La démocratie congolaise est au centre d’une nouvelle polémique politique. Corneille Nangaa a proposé à Joseph Kabila de diriger l’AFC/M23. Il a fait cette déclaration lors d’une émission télévisée. Cette sortie relance le débat sur le pouvoir en RDC.

Ancien président de la CENI, Corneille Nangaa dirige aujourd’hui la branche politique de l’AFC/M23. Il affirme que Joseph Kabila reste une figure importante. « Il a toujours été notre chef », a-t-il déclaré.

Cette déclaration arrive dans un climat marqué par la guerre dans l’Est du pays. Des rapports des Nations unies ont évoqué des soupçons de liens entre Joseph Kabila et l’AFC/M23. L’ancien président a rejeté ces accusations.

La démocratie congolaise face aux armes

La situation pose une question essentielle. Peut-on accéder au pouvoir par un mouvement armé dans un État démocratique ?

La démocratie repose sur le vote. Elle repose aussi sur les institutions. Pourtant, l’AFC/M23 place la force militaire au centre du débat politique.

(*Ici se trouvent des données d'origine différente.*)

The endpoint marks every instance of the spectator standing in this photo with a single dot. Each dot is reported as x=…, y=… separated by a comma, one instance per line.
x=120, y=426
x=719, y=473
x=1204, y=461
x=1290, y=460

Le sociologue Max Weber expliquait que l’État détient le monopole de la violence légitime. Lorsqu’un groupe armé veut jouer un rôle politique, l’autorité de l’État est mise à l’épreuve.

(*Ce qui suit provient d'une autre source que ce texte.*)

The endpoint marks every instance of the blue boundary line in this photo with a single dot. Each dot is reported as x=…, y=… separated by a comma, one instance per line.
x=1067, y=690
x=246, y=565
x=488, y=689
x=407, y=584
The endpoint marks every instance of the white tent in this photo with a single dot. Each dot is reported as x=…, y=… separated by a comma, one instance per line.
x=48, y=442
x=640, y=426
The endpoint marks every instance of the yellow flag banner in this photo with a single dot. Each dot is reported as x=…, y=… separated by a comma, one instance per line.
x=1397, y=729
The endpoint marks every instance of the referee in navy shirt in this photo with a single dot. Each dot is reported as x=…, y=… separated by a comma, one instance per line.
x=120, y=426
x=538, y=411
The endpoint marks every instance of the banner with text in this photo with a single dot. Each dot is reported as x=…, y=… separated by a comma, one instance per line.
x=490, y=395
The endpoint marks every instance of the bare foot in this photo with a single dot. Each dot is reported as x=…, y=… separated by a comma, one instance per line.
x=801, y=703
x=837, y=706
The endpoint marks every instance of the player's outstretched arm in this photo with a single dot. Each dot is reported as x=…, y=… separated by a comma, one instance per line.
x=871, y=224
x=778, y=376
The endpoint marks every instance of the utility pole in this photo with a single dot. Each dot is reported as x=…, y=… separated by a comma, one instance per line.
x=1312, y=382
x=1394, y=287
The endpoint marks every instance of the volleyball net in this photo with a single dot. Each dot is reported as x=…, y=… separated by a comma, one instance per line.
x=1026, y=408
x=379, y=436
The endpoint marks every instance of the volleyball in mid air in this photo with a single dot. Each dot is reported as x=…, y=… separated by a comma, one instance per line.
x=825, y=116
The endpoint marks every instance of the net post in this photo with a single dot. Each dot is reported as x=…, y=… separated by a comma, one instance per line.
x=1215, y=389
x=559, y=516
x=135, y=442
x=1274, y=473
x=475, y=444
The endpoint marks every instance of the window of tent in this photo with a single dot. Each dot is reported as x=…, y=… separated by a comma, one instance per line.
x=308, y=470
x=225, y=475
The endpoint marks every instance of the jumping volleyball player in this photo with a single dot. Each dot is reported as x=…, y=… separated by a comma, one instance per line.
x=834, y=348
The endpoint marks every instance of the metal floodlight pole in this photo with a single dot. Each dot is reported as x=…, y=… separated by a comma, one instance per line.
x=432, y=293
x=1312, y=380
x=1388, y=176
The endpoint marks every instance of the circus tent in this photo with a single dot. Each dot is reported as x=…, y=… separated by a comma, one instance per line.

Kabila, un symbole politique controversé

Le nom de Joseph Kabila crée un paradoxe. En 2013, son gouvernement avait combattu le M23. L’armée congolaise avait alors affaibli ce mouvement.

Aujourd’hui, son nom apparaît dans une nouvelle configuration. Cette évolution montre que les alliances politiques peuvent changer.

Comme l’écrivait Machiavel, « la politique est l’art de considérer les circonstances ». Les intérêts peuvent modifier les positions.

Un défi pour l’avenir démocratique

La démocratie congolaise traverse donc une période sensible. Le débat ne concerne pas seulement Joseph Kabila ou Corneille Nangaa. Il concerne la nature du pouvoir en RDC.

L’enjeu est simple. Les conflits politiques doivent-ils être réglés par les institutions ou par la force ?

Comme le rappelait Hannah Arendt, « le pouvoir naît lorsque les hommes agissent ensemble ». La RDC devra donc renforcer la confiance publique. Car une démocratie solide se construit par le choix des citoyens, jamais par la puissance des armes.